Male circumcision is a religious commandment in Judaism and Islam. The world prevalence of men with circumcision is 12.5%~33%, and is especially high in the USA, Canada, and Africa and among Islamic people [23]. Approximately 80% of US men are circumcised [24], in which white males had the highest prevalence (> 70%) and Hispanics had the lowest prevalence (≤ 40%) [25]. Ko et al. reported that the prevalence of circumcision in Taiwan was 7.2%~8.7% [26]. In this study, our findings indicated that circumcision of MSM provides a certain degree of protection against HIV-1 infection. Previous studies showed that male circumcision reduced the likelihood of female-to-male transmission of HIV-1 infection by 50%~60% [2729]. Concerning the protective effect of circumcision for MSM, several studies reported that circumcision had a significant protective effect [3033]. In contrast, other studies reported that circumcised MSM had greater chances for contracting HIV infection although they were statistically nonsignificant [34, 35]. Since Buddhism and Taoism are the two main religions in Taiwan (44.5% and 24.1%, respectively), while Christianity and Islam populations are relatively small (10% and 1%, respectively) [36], religion might not have been a confounder in this study.
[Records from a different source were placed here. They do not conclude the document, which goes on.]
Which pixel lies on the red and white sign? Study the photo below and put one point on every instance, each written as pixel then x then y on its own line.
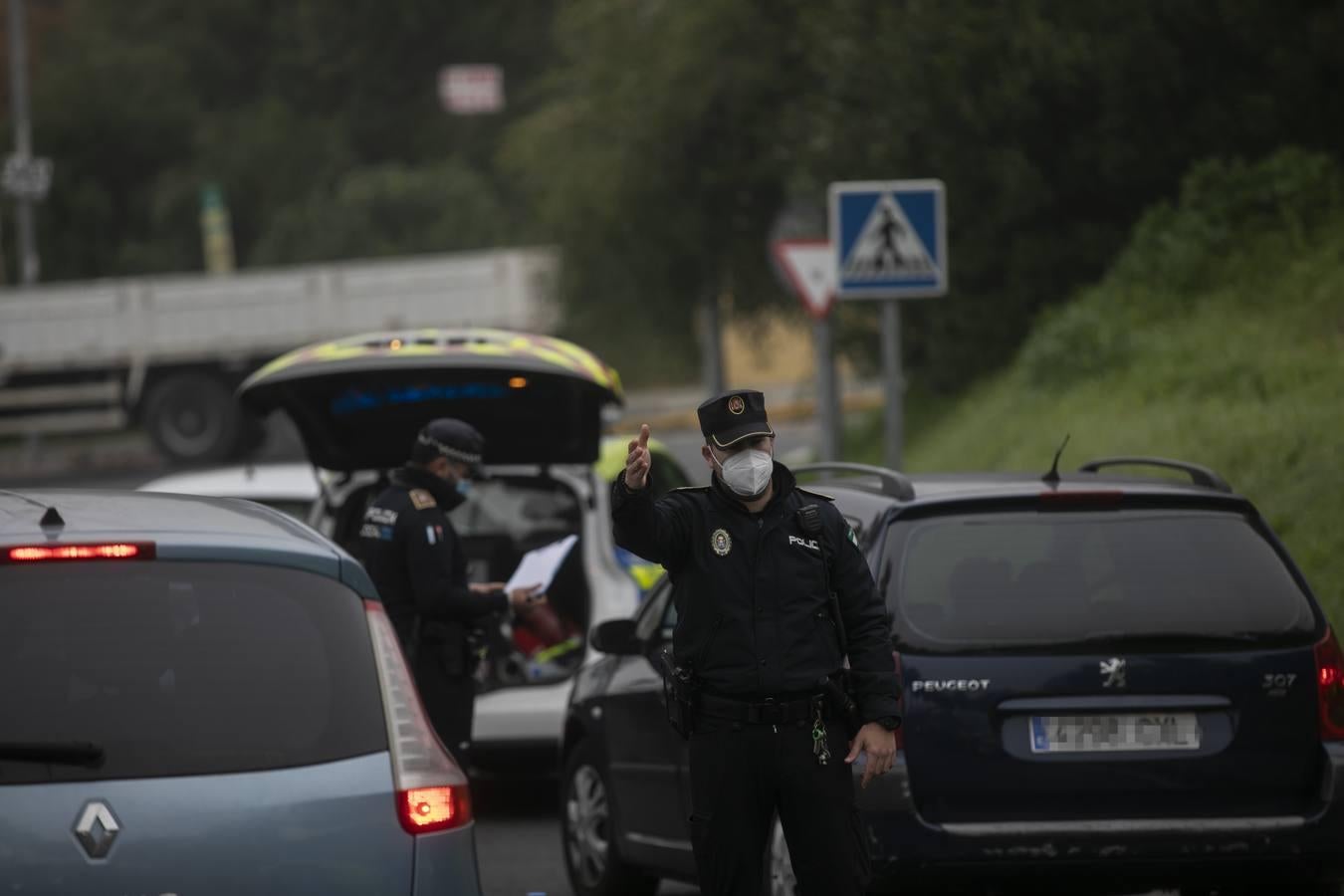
pixel 810 268
pixel 472 91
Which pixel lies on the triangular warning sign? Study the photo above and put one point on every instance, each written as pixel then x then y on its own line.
pixel 887 246
pixel 810 268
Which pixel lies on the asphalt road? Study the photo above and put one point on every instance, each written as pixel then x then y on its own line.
pixel 518 829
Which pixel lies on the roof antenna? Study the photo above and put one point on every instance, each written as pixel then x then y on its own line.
pixel 1052 477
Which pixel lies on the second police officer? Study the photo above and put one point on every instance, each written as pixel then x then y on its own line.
pixel 417 563
pixel 752 559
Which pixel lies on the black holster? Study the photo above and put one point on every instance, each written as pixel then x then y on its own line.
pixel 680 693
pixel 840 700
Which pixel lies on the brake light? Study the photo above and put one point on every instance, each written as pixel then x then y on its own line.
pixel 432 791
pixel 1329 687
pixel 111 551
pixel 434 807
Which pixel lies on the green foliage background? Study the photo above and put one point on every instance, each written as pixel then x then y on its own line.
pixel 1217 336
pixel 663 144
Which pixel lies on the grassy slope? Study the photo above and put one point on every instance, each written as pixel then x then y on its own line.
pixel 1243 372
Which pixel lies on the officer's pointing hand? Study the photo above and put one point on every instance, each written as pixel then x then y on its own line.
pixel 638 461
pixel 880 746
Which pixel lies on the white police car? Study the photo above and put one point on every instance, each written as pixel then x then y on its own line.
pixel 540 403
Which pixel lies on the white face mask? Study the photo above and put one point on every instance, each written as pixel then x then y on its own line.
pixel 748 473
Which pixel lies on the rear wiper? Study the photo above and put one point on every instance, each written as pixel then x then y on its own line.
pixel 62 753
pixel 1163 638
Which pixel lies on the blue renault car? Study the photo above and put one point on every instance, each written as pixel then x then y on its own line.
pixel 1110 684
pixel 204 697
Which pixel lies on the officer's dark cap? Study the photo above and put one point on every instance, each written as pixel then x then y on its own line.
pixel 450 438
pixel 733 416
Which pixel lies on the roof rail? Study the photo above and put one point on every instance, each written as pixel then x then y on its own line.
pixel 893 484
pixel 1201 476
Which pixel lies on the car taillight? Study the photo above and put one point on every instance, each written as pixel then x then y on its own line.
pixel 1329 687
pixel 100 551
pixel 432 791
pixel 901 703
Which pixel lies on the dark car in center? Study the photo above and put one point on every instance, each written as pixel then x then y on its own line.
pixel 1110 683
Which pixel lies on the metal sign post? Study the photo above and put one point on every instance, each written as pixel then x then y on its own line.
pixel 26 177
pixel 809 268
pixel 890 242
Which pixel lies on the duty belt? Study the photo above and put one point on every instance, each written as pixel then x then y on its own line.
pixel 769 712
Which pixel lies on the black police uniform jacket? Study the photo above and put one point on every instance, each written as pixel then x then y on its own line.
pixel 753 617
pixel 415 559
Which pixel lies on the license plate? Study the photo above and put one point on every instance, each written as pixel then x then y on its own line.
pixel 1128 733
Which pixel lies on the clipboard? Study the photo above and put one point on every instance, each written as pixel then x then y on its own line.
pixel 541 564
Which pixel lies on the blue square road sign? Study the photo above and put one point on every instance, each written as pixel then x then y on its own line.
pixel 890 238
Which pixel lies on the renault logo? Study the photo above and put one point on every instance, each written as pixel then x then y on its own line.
pixel 97 829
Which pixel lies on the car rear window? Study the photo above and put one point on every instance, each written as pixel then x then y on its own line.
pixel 1024 577
pixel 183 668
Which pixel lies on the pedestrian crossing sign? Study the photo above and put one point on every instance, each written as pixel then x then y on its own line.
pixel 890 238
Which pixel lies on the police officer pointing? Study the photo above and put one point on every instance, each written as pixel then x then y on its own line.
pixel 752 559
pixel 417 561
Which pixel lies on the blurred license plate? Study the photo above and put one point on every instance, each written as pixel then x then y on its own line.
pixel 1128 733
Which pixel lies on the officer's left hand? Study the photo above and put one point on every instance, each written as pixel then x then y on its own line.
pixel 880 746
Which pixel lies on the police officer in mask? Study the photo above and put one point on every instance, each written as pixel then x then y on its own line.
pixel 752 559
pixel 414 557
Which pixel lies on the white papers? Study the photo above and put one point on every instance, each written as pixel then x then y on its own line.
pixel 540 565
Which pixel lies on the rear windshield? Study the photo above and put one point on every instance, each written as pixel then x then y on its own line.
pixel 1058 579
pixel 183 669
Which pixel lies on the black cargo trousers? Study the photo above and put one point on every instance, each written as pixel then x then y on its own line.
pixel 742 776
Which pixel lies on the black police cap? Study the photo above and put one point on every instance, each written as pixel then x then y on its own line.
pixel 454 439
pixel 726 419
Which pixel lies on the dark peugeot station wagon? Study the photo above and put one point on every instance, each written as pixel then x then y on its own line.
pixel 204 696
pixel 1110 684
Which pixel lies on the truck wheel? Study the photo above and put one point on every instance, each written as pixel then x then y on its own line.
pixel 192 418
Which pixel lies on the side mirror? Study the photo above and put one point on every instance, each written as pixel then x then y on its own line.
pixel 617 637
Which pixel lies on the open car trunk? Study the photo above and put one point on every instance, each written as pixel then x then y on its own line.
pixel 538 402
pixel 515 511
pixel 359 402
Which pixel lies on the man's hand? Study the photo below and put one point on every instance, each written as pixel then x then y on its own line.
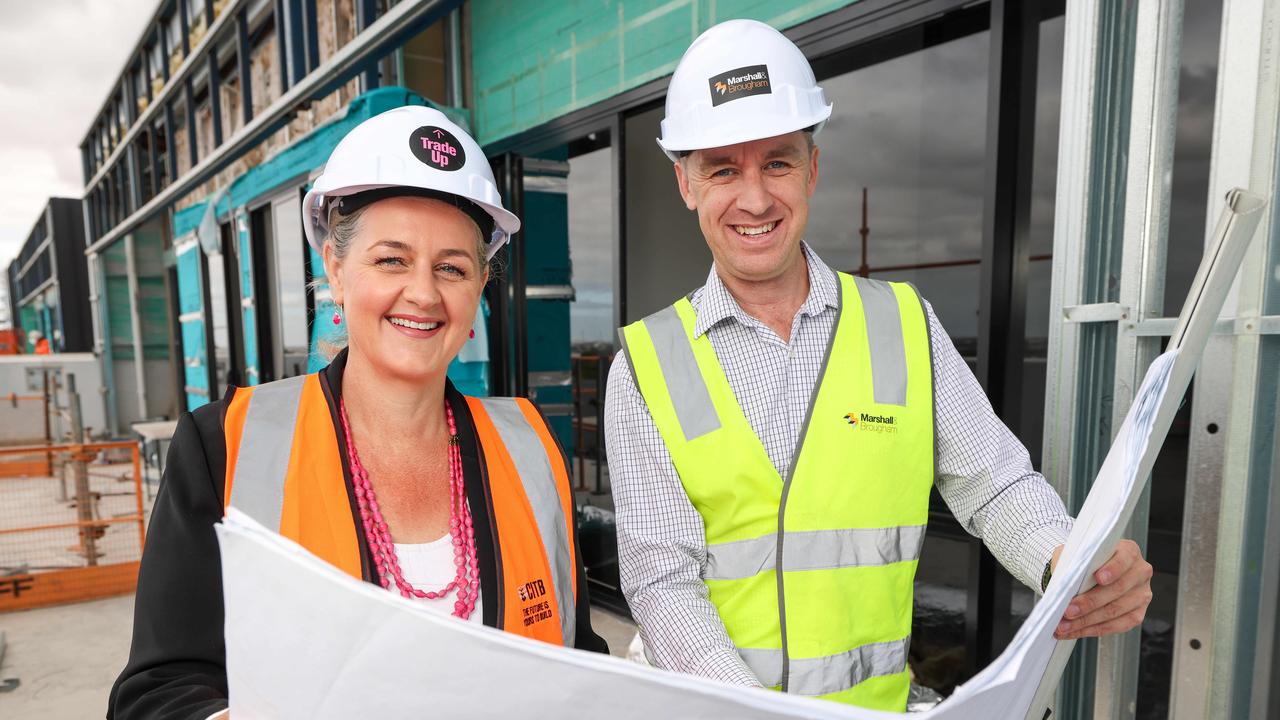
pixel 1116 604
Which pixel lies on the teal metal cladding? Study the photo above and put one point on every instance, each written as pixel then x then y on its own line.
pixel 535 60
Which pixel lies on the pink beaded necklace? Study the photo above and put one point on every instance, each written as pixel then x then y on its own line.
pixel 460 528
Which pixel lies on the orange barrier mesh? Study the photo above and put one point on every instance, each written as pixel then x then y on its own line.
pixel 74 532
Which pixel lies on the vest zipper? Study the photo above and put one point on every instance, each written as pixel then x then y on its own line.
pixel 786 486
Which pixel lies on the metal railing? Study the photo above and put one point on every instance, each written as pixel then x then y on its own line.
pixel 71 534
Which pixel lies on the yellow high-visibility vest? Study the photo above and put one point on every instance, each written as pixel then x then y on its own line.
pixel 848 522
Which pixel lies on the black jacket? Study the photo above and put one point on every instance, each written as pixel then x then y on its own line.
pixel 177 662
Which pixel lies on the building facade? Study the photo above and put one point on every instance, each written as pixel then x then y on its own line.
pixel 1045 173
pixel 49 283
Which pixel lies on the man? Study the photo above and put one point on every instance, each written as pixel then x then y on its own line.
pixel 773 437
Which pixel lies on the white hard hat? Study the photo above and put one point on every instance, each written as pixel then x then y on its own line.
pixel 740 81
pixel 410 150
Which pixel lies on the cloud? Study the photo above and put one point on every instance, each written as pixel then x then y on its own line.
pixel 59 62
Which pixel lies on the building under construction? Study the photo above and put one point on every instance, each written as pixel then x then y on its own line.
pixel 1046 174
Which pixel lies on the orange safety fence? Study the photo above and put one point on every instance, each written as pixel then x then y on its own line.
pixel 74 532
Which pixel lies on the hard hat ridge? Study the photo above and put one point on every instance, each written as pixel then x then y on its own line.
pixel 740 81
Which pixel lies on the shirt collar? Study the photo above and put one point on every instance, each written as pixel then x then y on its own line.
pixel 714 302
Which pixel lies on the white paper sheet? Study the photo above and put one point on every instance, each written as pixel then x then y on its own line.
pixel 306 641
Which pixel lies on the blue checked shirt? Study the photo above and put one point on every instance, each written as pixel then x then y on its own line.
pixel 983 472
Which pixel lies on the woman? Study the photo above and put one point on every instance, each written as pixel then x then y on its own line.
pixel 375 464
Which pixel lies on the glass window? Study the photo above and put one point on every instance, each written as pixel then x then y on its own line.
pixel 901 194
pixel 592 246
pixel 291 282
pixel 912 132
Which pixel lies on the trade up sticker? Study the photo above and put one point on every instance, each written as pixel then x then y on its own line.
pixel 437 147
pixel 743 82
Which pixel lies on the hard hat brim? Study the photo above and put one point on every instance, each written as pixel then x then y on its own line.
pixel 315 217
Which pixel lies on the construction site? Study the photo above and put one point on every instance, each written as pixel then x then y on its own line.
pixel 1048 174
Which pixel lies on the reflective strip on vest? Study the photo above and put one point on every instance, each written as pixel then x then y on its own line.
pixel 684 379
pixel 260 464
pixel 831 674
pixel 885 337
pixel 535 473
pixel 814 550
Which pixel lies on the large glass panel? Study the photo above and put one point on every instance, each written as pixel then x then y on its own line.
pixel 592 249
pixel 291 282
pixel 913 133
pixel 1187 232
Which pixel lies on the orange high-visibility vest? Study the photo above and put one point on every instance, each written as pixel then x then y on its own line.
pixel 284 464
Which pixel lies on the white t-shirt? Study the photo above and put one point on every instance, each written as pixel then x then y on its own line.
pixel 429 566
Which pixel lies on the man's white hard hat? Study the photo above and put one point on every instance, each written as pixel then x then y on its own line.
pixel 740 81
pixel 410 150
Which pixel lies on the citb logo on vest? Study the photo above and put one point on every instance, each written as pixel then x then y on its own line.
pixel 867 423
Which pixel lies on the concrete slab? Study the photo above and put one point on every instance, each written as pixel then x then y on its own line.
pixel 65 657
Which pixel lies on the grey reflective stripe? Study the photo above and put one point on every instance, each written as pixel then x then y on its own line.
pixel 814 550
pixel 528 452
pixel 266 441
pixel 830 674
pixel 685 383
pixel 885 338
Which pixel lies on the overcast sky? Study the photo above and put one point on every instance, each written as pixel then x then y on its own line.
pixel 58 62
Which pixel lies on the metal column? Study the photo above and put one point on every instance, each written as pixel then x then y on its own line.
pixel 1217 669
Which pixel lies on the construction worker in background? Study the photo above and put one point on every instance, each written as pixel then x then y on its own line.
pixel 39 343
pixel 773 437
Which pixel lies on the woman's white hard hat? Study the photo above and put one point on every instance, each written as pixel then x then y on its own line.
pixel 740 81
pixel 412 147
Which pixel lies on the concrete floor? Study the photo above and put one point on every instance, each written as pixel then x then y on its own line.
pixel 67 657
pixel 64 657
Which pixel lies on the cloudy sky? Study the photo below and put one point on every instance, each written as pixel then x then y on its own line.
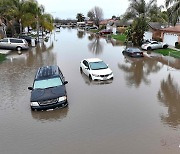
pixel 64 9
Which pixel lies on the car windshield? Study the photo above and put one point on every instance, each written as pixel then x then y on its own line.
pixel 136 50
pixel 97 65
pixel 47 83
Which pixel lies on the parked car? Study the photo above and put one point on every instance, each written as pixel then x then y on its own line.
pixel 133 52
pixel 96 69
pixel 48 90
pixel 14 44
pixel 27 38
pixel 91 28
pixel 154 45
pixel 105 31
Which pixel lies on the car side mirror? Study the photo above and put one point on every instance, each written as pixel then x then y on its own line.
pixel 30 88
pixel 65 82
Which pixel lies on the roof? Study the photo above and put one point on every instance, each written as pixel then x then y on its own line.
pixel 156 25
pixel 174 29
pixel 93 59
pixel 47 72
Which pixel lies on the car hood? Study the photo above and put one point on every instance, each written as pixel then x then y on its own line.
pixel 101 71
pixel 46 94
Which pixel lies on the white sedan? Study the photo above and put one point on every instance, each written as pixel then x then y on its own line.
pixel 96 69
pixel 154 45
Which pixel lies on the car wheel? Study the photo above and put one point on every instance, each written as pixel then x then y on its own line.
pixel 18 48
pixel 149 48
pixel 90 78
pixel 165 46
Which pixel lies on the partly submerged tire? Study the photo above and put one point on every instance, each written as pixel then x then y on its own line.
pixel 165 47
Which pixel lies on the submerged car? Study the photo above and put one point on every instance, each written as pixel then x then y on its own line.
pixel 105 31
pixel 96 69
pixel 14 44
pixel 133 52
pixel 48 90
pixel 154 45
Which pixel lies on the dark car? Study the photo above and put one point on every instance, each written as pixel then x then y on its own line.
pixel 105 31
pixel 48 91
pixel 27 38
pixel 133 52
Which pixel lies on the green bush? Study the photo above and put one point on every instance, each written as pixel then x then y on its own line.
pixel 177 46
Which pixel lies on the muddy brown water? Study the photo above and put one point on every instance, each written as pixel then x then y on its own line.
pixel 137 113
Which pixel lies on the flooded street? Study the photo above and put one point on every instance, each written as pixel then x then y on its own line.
pixel 136 113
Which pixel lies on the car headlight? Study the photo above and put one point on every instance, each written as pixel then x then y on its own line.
pixel 34 104
pixel 95 75
pixel 63 98
pixel 111 73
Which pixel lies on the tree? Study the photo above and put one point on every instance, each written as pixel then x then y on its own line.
pixel 91 15
pixel 139 11
pixel 173 8
pixel 98 15
pixel 80 17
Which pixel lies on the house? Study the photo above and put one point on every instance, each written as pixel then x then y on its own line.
pixel 154 31
pixel 171 35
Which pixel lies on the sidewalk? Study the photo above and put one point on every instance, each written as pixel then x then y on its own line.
pixel 3 51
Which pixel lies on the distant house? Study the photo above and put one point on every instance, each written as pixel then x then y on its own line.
pixel 2 29
pixel 115 25
pixel 154 31
pixel 171 35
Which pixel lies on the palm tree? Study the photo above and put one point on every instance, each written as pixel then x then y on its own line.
pixel 80 17
pixel 141 12
pixel 173 8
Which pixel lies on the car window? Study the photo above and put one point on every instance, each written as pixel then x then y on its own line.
pixel 16 41
pixel 85 63
pixel 47 83
pixel 98 65
pixel 4 40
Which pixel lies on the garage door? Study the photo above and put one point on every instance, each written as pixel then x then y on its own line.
pixel 170 39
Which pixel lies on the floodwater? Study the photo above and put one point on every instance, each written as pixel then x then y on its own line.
pixel 136 113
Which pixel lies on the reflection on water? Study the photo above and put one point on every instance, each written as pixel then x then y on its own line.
pixel 96 46
pixel 45 116
pixel 169 95
pixel 138 69
pixel 18 71
pixel 80 33
pixel 91 82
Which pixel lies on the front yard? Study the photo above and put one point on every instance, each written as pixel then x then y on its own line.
pixel 168 52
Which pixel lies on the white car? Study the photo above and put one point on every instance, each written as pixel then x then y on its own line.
pixel 154 45
pixel 96 69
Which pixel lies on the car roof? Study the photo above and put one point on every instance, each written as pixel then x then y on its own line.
pixel 93 59
pixel 46 72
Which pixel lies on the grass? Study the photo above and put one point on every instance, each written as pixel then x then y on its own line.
pixel 166 52
pixel 120 37
pixel 2 57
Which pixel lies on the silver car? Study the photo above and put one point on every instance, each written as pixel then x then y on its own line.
pixel 154 45
pixel 14 44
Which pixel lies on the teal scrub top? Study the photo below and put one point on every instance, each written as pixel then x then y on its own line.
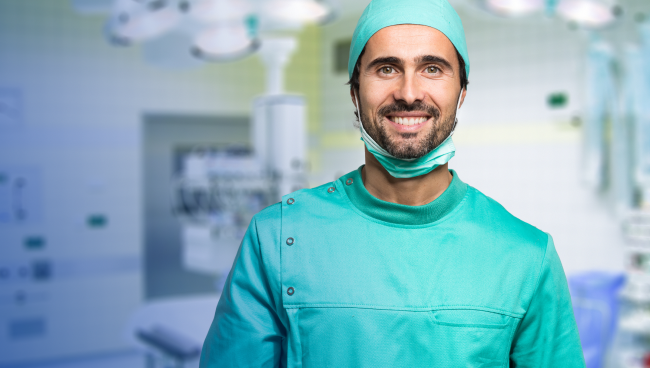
pixel 334 277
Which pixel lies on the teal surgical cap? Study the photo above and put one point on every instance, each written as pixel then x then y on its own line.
pixel 436 14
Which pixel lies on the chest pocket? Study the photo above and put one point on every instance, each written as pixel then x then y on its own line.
pixel 472 338
pixel 359 337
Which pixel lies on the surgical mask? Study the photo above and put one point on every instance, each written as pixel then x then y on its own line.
pixel 410 167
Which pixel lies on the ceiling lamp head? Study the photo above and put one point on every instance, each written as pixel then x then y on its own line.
pixel 220 10
pixel 298 11
pixel 589 13
pixel 133 21
pixel 226 41
pixel 514 7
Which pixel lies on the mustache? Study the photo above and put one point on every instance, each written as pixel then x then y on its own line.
pixel 401 106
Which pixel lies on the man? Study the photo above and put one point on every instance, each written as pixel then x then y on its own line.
pixel 399 263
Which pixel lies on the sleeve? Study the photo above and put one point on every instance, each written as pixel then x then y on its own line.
pixel 246 330
pixel 547 336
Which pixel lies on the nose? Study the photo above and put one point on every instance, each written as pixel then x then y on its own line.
pixel 409 90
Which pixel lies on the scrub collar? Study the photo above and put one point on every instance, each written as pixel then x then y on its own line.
pixel 354 188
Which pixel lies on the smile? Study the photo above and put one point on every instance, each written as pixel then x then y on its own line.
pixel 408 119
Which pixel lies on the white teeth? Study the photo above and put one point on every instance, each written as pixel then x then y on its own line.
pixel 409 121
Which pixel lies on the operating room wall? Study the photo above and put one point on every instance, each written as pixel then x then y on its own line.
pixel 511 144
pixel 77 140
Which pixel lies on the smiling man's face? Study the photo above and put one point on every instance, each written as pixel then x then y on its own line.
pixel 409 85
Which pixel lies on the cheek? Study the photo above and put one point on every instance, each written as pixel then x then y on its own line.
pixel 375 95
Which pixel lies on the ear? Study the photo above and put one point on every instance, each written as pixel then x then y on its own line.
pixel 462 97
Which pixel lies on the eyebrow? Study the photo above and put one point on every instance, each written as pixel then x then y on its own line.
pixel 419 59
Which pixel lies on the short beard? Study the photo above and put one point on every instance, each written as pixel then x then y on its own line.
pixel 440 130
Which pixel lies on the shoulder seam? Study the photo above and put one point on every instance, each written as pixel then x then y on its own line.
pixel 539 274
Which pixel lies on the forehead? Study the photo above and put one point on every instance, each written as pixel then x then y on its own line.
pixel 407 41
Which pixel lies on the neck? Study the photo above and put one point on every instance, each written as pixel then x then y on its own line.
pixel 416 191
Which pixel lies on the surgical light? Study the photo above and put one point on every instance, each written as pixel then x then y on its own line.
pixel 225 42
pixel 589 13
pixel 220 10
pixel 514 7
pixel 134 21
pixel 298 11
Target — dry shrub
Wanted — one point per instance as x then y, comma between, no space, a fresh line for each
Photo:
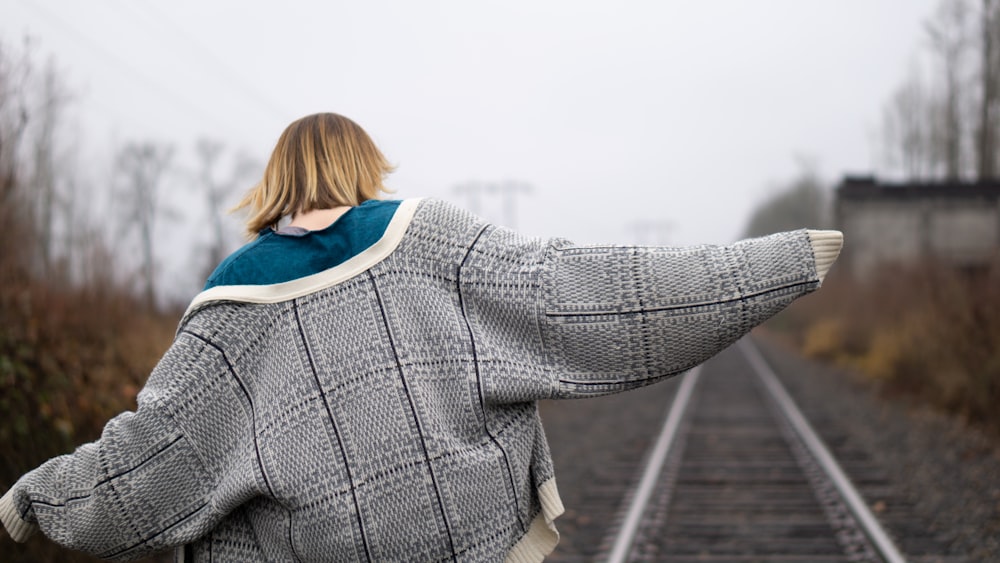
928,331
70,359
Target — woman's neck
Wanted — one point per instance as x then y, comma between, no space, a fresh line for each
318,219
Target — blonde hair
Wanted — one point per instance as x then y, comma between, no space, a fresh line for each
321,161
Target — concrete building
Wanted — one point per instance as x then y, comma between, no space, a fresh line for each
897,223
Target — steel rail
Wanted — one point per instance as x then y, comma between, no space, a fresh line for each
654,465
869,524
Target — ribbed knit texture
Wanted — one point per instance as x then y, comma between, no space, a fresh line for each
391,415
18,529
826,247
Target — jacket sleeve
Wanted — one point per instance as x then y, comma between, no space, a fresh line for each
159,477
582,321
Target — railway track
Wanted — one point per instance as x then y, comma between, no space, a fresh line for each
738,474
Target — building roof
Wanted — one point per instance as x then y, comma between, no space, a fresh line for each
868,187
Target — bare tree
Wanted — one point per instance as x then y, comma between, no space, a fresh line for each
988,125
950,41
141,166
802,201
907,129
45,168
14,75
217,190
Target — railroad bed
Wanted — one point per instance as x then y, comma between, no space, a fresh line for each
727,470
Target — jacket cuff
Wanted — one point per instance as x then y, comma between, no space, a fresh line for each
18,528
826,247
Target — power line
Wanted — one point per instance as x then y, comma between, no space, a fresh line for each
179,101
205,56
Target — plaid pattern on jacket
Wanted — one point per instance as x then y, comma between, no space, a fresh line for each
385,410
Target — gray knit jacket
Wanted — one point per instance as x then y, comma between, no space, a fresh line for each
385,409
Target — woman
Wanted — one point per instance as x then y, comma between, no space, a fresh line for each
361,384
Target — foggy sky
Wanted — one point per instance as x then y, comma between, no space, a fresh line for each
686,113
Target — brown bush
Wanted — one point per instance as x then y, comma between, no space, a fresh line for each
927,331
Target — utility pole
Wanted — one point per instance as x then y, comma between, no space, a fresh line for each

Recently, an emerging epidemic among Taiwanese MSM was revealed when the number of new HIV-infected homosexuals increased from 571 (17% of all new HIV-infected) in 2005 to 1, 275 (71%) in 2010 [37]. Circumcision may be one of the approaches that should be adapted to control the epidemic of HIV-1 infection among Taiwanese MSM in the future.

HIV screening among high-risk group is cost-effective. Unlinked anonymous testing can provide high-risk individuals with a secure means of testing and can prevent a selection bias [38]. In this study, we performed purposive sampling and snowballing in order to increase the sample size [39]. However, because the sampling was not random, results from this study cannot be used to represent the prevalence of HIV infection in gay sauna patrons or of the general MSM population across Taiwan. In addition, because the screening was anonymous, most participants used aliases, and only a few participants agreed to be followed-up. This hindered our follow-up efforts and impeded us from estimating the incidence in a cohort study. The seropositive rate in this study was high. We therefore suggest that future studies expand the sampling area and survey other places where MSM congregate so as to estimate the size of the MSM population and thereby fully monitor trends of the HIV virus in this high-risk population.

Conclusions

Of MSM participating in this study, 7.4% (81/1093) were infected with HIV-1, and all of them had subtype B. The circumcision status, the role played during anal intercourse, and the number of sexual partners during each sauna visit were the three main risk factors for HIV-1 infection.

This study accessed gay saunas to obtain a deeper understanding of the sexual behavior of MSM in Taiwan. Results from this study can serve as a reference for researchers interested in these behavioral patterns and for local authorities promoting health education among MSM.